Marwan Azis, telisik indonesia
Sabtu, 18 Juni 2022
0 dilihat
RKUHP Kembali Dibahas, PB  HMI dan GMKI Nilai Pasal-Pasal Karet Berpotensi Menghambat Demokratisasi
Ketua Umum Pengurus Besar Himpunan Mahasiswa Islam (Ketum PB HMI) Raihan Ariatama menilai beberapa pasal dalam RKUHP dapat menghambat demokratisasi di Indonesia. Foto: Ist

" Rancangan Kitab Undang-Undang Hukum Pidana (RKUHP) kembali dibahas di parlemen "

JAKARTA, TELISIK.ID - Rancangan Kitab Undang-Undang Hukum Pidana (RKUHP) kembali dibahas di parlemen.

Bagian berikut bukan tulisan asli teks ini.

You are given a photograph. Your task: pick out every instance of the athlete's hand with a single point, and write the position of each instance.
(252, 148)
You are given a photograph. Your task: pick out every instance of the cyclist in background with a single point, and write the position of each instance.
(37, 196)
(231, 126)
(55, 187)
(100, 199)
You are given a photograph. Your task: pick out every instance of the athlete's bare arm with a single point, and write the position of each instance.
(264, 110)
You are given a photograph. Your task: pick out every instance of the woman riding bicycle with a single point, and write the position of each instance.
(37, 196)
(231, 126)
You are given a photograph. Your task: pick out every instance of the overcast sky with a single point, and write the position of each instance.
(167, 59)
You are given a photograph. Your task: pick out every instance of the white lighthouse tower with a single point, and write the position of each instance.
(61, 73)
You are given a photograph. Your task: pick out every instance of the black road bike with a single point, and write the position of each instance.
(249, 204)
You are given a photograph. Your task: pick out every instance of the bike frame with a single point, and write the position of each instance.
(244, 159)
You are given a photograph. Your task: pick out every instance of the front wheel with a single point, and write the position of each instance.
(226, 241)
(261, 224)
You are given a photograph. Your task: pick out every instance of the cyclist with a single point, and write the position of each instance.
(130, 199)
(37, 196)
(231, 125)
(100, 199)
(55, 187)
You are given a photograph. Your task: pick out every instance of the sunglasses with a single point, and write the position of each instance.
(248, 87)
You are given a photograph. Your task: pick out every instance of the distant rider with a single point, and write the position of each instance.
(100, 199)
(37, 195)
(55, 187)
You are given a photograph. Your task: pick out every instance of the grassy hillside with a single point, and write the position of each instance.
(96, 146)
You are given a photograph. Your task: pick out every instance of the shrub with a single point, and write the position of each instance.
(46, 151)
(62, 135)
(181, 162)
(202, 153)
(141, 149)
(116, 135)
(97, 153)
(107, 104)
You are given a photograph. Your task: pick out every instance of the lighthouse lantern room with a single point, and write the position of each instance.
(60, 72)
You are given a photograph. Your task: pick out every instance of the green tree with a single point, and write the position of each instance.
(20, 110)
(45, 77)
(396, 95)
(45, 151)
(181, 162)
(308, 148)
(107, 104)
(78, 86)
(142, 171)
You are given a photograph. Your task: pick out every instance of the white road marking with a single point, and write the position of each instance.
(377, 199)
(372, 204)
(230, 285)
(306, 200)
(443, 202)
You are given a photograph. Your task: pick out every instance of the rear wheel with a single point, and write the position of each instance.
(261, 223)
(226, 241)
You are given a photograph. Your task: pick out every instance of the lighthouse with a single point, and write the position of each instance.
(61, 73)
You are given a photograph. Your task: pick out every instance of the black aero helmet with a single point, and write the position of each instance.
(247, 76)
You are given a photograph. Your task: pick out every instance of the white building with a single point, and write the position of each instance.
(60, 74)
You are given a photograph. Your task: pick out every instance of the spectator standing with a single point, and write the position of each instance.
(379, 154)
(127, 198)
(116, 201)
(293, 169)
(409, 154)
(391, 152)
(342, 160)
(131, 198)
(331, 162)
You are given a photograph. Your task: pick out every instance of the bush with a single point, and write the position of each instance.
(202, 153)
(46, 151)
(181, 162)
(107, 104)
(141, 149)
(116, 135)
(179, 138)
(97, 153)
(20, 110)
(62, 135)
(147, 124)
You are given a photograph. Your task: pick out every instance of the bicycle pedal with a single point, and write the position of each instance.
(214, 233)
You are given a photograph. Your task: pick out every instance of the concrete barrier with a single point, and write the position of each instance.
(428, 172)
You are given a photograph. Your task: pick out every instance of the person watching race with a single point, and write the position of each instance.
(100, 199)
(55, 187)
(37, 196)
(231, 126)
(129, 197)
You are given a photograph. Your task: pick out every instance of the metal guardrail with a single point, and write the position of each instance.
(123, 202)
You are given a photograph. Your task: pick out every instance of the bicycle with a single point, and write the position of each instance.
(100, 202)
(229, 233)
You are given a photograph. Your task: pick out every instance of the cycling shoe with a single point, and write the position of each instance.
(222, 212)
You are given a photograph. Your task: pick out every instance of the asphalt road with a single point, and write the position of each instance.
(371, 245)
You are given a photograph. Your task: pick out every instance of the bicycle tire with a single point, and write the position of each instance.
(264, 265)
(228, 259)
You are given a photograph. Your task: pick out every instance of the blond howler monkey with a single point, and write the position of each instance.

Hal ini mendapat reaksi dari berbagai kalangan di antaranya dari HMI dan GMKI.

Ketua Umum Pengurus Besar Himpunan Mahasiswa Islam (Ketum PB HMI) Raihan Ariatama menilai beberapa pasal dalam RKUHP dapat menghambat demokratisasi di Indonesia.

Dalam draft RKUHP versi September 2019 yang dapat diakses oleh publik, terdapat beberapa pasal kontroversial yang dinilai akan mengancam kebebasan berpendapat dan berekspresi seperti Pasal 218 tentang penghinaan terhadap harkat dan martabat Presiden dan Wakil Presiden, Pasal 240 tentang penghinaan terhadap pemerintah, Pasal 273 tentang pidana bagi demonstran yang tidak melakukan pemberitahuan dan menimbulkan keonaran dan Pasal 353 dan 354 tentang penghinaan terhadap kekuasaan umum dan lembaga negara.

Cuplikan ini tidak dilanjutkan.